In other news, Danny has written a great piece on the nature of hacking - the section on FaxYourMP sums up our ethos a treat... and I'd forgotten that Danny, Stef and I had orginally toyed with Doing Fun Stuff With MP's Pagers, until we realised it'd be hugely illegal!


A great hack takes all the existing rules - written and unwritten - and and sets up a new play which is so clearly representative of the consensus underlying the codified game that no-one can argue with it. It doesn't break the game, it extends it.

[..]

We crafted FYMP explicitly as a hack on the political system. It's aesthetics and techniques are drawn directly from the hacking tradition (in the sense of the Jargon File, not the sense of the computer cracker of course).
FaxYourMP provides something which some (by no means all, but some) MPs really don't want - a low-cost way of hassling your elected representative.

It's really hard to object to this, because the rules of the game state that MPs represent their constituents. Over time, other forces - party political and the media mainly - have bypassed those rules so that some MPs do very little constituent tending. This is a gaming that has been very hard to stop. Bad MPs have a lot of excellent techniques for avoiding their constituents. Some are just inaccessible. Some have a great excuse that they try to meet with their constituents, but those apathetic buggers simply refuse to turn up to the surgeries.

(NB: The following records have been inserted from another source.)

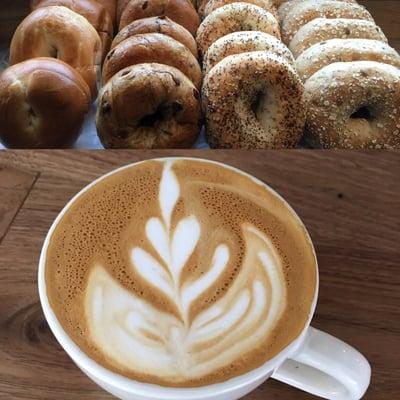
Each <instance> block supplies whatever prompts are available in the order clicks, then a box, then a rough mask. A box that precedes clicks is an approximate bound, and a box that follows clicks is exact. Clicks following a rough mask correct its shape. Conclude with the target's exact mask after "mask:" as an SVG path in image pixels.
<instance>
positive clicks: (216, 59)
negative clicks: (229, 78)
mask: <svg viewBox="0 0 400 400" xmlns="http://www.w3.org/2000/svg"><path fill="white" fill-rule="evenodd" d="M250 51H269V52H271V53H275V54H277V55H278V56H281V57H283V58H284V59H285V60H286V61H287V62H288V63H289V64H290V65H291V66H294V59H293V56H292V53H291V52H290V51H289V49H288V48H287V47H286V46H285V45H284V44H283V43H282V42H281V41H280V40H279V39H277V38H276V37H275V36H272V35H269V34H268V33H264V32H257V31H247V32H246V31H243V32H233V33H230V34H228V35H225V36H223V37H221V38H219V39H218V40H217V41H215V42H214V43H213V44H212V45H211V46H210V47H209V48H208V50H207V52H206V55H205V57H204V60H203V71H204V75H206V74H208V72H209V71H210V70H211V68H213V67H214V66H215V65H216V64H217V63H219V62H220V61H221V60H223V59H224V58H225V57H228V56H231V55H233V54H240V53H248V52H250Z"/></svg>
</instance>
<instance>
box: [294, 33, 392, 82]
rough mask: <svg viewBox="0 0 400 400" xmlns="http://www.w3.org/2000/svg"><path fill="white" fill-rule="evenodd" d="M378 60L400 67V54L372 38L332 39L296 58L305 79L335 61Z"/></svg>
mask: <svg viewBox="0 0 400 400" xmlns="http://www.w3.org/2000/svg"><path fill="white" fill-rule="evenodd" d="M349 61H377V62H381V63H385V64H390V65H393V66H395V67H397V68H400V55H399V54H398V53H397V51H396V50H395V49H393V48H392V47H390V46H389V45H388V44H387V43H384V42H380V41H378V40H370V39H331V40H328V41H326V42H321V43H317V44H315V45H314V46H311V47H310V48H309V49H307V50H306V51H304V52H303V53H302V54H301V55H300V57H298V58H297V60H296V69H297V72H298V73H299V75H300V78H301V79H303V81H306V80H307V79H309V78H310V77H311V76H312V75H313V74H315V73H316V72H317V71H319V70H320V69H321V68H323V67H326V66H327V65H329V64H333V63H335V62H349Z"/></svg>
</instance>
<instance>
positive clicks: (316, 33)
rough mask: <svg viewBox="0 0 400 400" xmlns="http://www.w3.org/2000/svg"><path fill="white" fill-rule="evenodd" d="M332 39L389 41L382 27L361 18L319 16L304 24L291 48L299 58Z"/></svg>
mask: <svg viewBox="0 0 400 400" xmlns="http://www.w3.org/2000/svg"><path fill="white" fill-rule="evenodd" d="M330 39H372V40H380V41H381V42H385V43H387V38H386V36H385V34H384V33H383V32H382V30H381V28H379V26H377V25H376V24H375V23H374V22H371V21H364V20H361V19H345V18H337V19H326V18H317V19H314V20H313V21H310V22H309V23H308V24H306V25H304V26H302V27H301V28H300V30H299V31H298V32H297V33H296V35H295V36H294V38H293V39H292V40H291V42H290V45H289V48H290V50H291V52H292V53H293V55H294V57H295V58H297V57H298V56H299V55H300V54H301V53H302V52H303V51H304V50H307V49H308V48H309V47H311V46H313V45H314V44H317V43H320V42H324V41H326V40H330Z"/></svg>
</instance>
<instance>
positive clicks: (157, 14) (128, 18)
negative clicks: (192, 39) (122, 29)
mask: <svg viewBox="0 0 400 400" xmlns="http://www.w3.org/2000/svg"><path fill="white" fill-rule="evenodd" d="M158 16H166V17H169V18H171V19H172V20H173V21H175V22H176V23H178V24H180V25H182V26H183V27H184V28H186V29H187V30H188V31H189V32H190V33H191V34H192V35H193V36H195V35H196V32H197V28H198V26H199V24H200V19H199V16H198V14H197V12H196V10H195V8H194V7H193V4H192V3H191V2H190V1H189V0H130V2H129V3H128V4H127V5H126V6H125V8H124V11H123V12H122V14H121V19H120V22H119V30H121V29H122V28H124V27H125V26H126V25H128V24H130V23H131V22H132V21H135V20H137V19H142V18H147V17H158Z"/></svg>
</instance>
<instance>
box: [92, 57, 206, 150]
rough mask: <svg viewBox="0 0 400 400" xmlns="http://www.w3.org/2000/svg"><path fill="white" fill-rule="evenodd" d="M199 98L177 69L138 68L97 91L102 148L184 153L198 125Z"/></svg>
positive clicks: (163, 66) (97, 129) (185, 79)
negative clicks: (167, 149)
mask: <svg viewBox="0 0 400 400" xmlns="http://www.w3.org/2000/svg"><path fill="white" fill-rule="evenodd" d="M199 98H200V96H199V92H198V91H197V89H196V88H195V87H194V85H193V84H192V82H191V81H190V80H189V79H188V78H187V77H186V76H185V75H184V74H183V73H182V72H180V71H179V70H178V69H176V68H173V67H170V66H167V65H163V64H139V65H134V66H131V67H127V68H125V69H123V70H122V71H120V72H118V73H117V74H116V75H114V77H113V78H112V79H111V80H110V81H109V82H108V83H107V84H106V85H105V86H104V87H103V88H102V90H101V92H100V95H99V107H98V110H97V116H96V125H97V130H98V134H99V137H100V140H101V142H102V143H103V145H104V146H105V147H106V148H135V149H150V148H188V147H191V146H192V145H193V143H194V142H195V140H196V138H197V136H198V134H199V130H200V123H201V112H200V100H199Z"/></svg>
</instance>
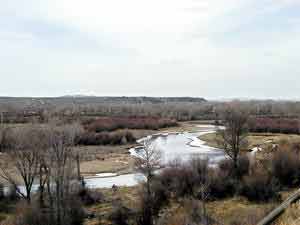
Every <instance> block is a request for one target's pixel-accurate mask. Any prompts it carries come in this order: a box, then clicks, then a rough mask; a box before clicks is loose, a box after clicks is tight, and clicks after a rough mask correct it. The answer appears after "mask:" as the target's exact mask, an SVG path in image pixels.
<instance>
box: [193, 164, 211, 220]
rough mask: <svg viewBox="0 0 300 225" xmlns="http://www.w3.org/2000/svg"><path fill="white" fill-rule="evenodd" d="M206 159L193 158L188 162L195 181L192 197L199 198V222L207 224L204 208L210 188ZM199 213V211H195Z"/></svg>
mask: <svg viewBox="0 0 300 225" xmlns="http://www.w3.org/2000/svg"><path fill="white" fill-rule="evenodd" d="M208 162H209V161H208V159H201V158H194V159H191V161H190V162H189V164H190V166H191V169H192V171H193V174H194V179H195V181H196V182H197V184H196V185H195V187H194V189H195V190H193V192H194V197H196V198H198V199H200V200H201V212H200V215H201V218H200V220H201V222H202V223H201V224H203V225H208V224H209V221H208V214H207V210H206V202H207V200H208V198H209V192H210V190H209V188H210V181H211V180H210V176H209V167H208ZM197 213H199V212H197Z"/></svg>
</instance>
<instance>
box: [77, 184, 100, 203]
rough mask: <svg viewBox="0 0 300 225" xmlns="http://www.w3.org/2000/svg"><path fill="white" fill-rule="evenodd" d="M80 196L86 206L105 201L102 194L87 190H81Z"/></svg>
mask: <svg viewBox="0 0 300 225" xmlns="http://www.w3.org/2000/svg"><path fill="white" fill-rule="evenodd" d="M78 196H79V198H80V200H81V202H82V203H83V204H84V205H93V204H96V203H102V202H103V201H104V195H103V194H102V193H101V192H99V191H94V190H90V189H86V188H84V189H81V190H80V191H79V193H78Z"/></svg>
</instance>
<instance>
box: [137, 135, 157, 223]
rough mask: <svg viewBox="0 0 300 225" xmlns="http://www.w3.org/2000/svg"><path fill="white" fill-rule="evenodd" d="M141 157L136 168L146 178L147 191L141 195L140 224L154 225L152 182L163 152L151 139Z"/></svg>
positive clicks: (149, 138)
mask: <svg viewBox="0 0 300 225" xmlns="http://www.w3.org/2000/svg"><path fill="white" fill-rule="evenodd" d="M138 155H139V157H137V158H136V162H135V165H136V168H137V170H138V171H139V172H141V173H142V174H143V175H144V176H145V177H146V181H145V191H144V192H143V193H141V216H140V218H139V220H138V224H143V225H152V224H153V208H154V206H153V192H152V188H151V187H152V182H153V178H154V171H155V170H157V169H158V168H159V166H160V162H161V152H160V151H159V149H157V148H156V146H155V145H153V143H152V142H151V139H150V138H147V139H145V140H144V148H143V149H141V150H140V151H139V152H138Z"/></svg>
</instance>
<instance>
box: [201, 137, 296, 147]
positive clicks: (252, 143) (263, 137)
mask: <svg viewBox="0 0 300 225" xmlns="http://www.w3.org/2000/svg"><path fill="white" fill-rule="evenodd" d="M199 138H200V139H201V140H203V141H205V142H206V143H207V145H209V146H212V147H216V148H221V147H222V146H220V145H219V144H218V140H220V137H219V136H218V134H217V133H212V134H205V135H202V136H200V137H199ZM247 140H248V144H249V145H248V149H252V148H254V147H257V146H260V147H261V148H263V149H264V148H266V147H268V146H271V145H272V144H279V143H280V142H281V141H284V140H286V141H288V142H290V143H296V142H300V135H290V134H272V133H250V134H249V135H248V137H247ZM248 149H244V150H248Z"/></svg>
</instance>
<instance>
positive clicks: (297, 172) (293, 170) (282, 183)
mask: <svg viewBox="0 0 300 225" xmlns="http://www.w3.org/2000/svg"><path fill="white" fill-rule="evenodd" d="M271 170H272V174H273V176H274V177H276V178H277V179H278V180H279V181H280V183H281V184H282V185H287V186H294V185H297V184H299V183H300V180H299V179H300V159H299V155H298V154H297V153H296V152H293V151H291V150H279V151H278V152H276V153H275V154H274V156H273V159H272V164H271Z"/></svg>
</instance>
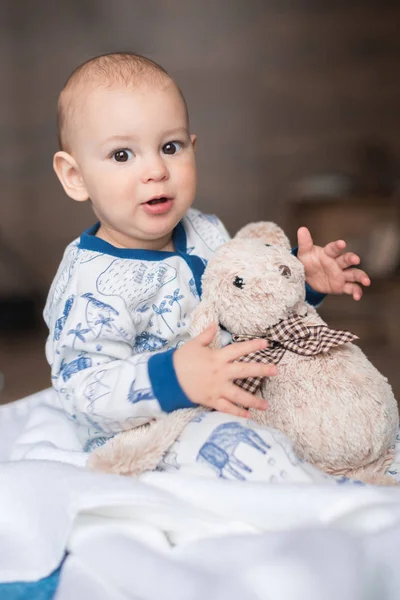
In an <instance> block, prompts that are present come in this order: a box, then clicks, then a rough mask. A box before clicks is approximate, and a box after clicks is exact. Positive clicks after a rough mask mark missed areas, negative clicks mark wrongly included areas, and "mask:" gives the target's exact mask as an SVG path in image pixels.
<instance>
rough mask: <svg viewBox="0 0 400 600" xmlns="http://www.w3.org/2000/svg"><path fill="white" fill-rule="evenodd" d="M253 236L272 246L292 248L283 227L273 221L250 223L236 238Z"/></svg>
mask: <svg viewBox="0 0 400 600" xmlns="http://www.w3.org/2000/svg"><path fill="white" fill-rule="evenodd" d="M239 238H241V239H243V238H252V239H259V240H261V241H262V242H264V244H270V245H271V246H282V247H283V248H286V249H287V250H290V249H291V245H290V241H289V238H288V237H287V235H286V234H285V232H284V231H283V229H281V228H280V227H279V226H278V225H276V224H275V223H272V221H260V222H259V223H249V224H248V225H245V227H242V229H240V230H239V231H238V232H237V234H236V235H235V239H239Z"/></svg>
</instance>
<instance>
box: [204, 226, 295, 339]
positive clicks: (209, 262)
mask: <svg viewBox="0 0 400 600" xmlns="http://www.w3.org/2000/svg"><path fill="white" fill-rule="evenodd" d="M202 288H203V295H202V302H201V305H200V306H201V308H200V313H201V315H202V317H203V319H202V320H203V326H206V325H207V324H209V323H210V322H213V321H217V322H218V323H219V324H220V326H222V328H223V329H226V330H228V331H229V332H230V333H232V334H238V335H243V334H245V335H259V334H262V333H263V331H265V330H266V329H267V328H268V327H270V326H271V325H275V324H276V323H278V322H279V321H280V320H282V319H286V318H288V317H289V316H290V315H291V314H292V313H293V312H299V310H302V308H301V307H302V306H303V303H304V299H305V278H304V268H303V265H302V263H301V262H300V261H299V260H298V259H297V258H296V257H295V256H293V255H292V253H291V249H290V243H289V240H288V238H287V237H286V235H285V234H284V232H283V231H282V229H280V228H279V227H278V226H277V225H275V224H274V223H267V222H265V223H264V222H261V223H252V224H250V225H247V226H246V227H244V228H243V229H241V230H240V231H239V232H238V234H237V235H236V236H235V238H233V239H232V240H230V241H229V242H227V243H225V244H223V245H222V246H220V248H218V250H217V251H216V253H215V255H214V257H213V258H212V259H211V260H210V262H209V263H208V265H207V268H206V270H205V272H204V275H203V280H202Z"/></svg>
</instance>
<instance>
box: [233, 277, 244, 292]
mask: <svg viewBox="0 0 400 600" xmlns="http://www.w3.org/2000/svg"><path fill="white" fill-rule="evenodd" d="M233 285H235V286H236V287H238V288H239V289H240V290H241V289H243V287H244V281H243V278H242V277H238V276H236V277H235V279H234V280H233Z"/></svg>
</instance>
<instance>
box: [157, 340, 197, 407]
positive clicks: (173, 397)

We knew that the inaccessibility excuse was just rubbish. If Mr Blair gave your MP a call, they'd be very accessible very quickly. Mr Blair isn't your MP's boss, by the stated rules of the game. You are.

We thought that these days, surgeries were a bit of an anachronism. You shouldn't have to wait until your MP breezes back to your hometown for a chat. It should be incumbent on MPs to improve contact with their voters, not hide behind old systems.

We also knew that all MPs had fax machines, because that's what the infrastructure of party organisation required. (Secrets of FYMP - our original, more radical plan, was to make it an SMS to pager gateway. Tony Benn describes Labour backbenchers as being "pager-controlled", and we thought - ooh, we want a bit of that.)

By setting up the fax gateway - a dirt cheap tech fix, we took those excuses away, and didn't provide any new ones. We tried to rig the forces that broke the MP/constituent link to work for us. When a fax machine doesn't work, it's not us that has to fix it. It's the whip's office, who need to keep in touch with their MP. When MPs don't reply to faxes, we don't do anything. We just alter the public statistics, which the press read and respond to.

But best of all, it's really hard for people to complain about our existence, because we're working within the rules of the game. In fact, people now think we're *part* of the rules of the game. A sizeable minority of people using FYMP think we're a government service, and get angry at us when they're MP doesn't reply.

So that's a hack. Great hacks flourish not in simple codified systems, but in complex social settings too. Part of the growth of hacker culture, the bedrock of the wider technical culture that has grown in the last decade, is realising that the complex aesthetics of hacking can be applied to other areas: social, political, philosophical.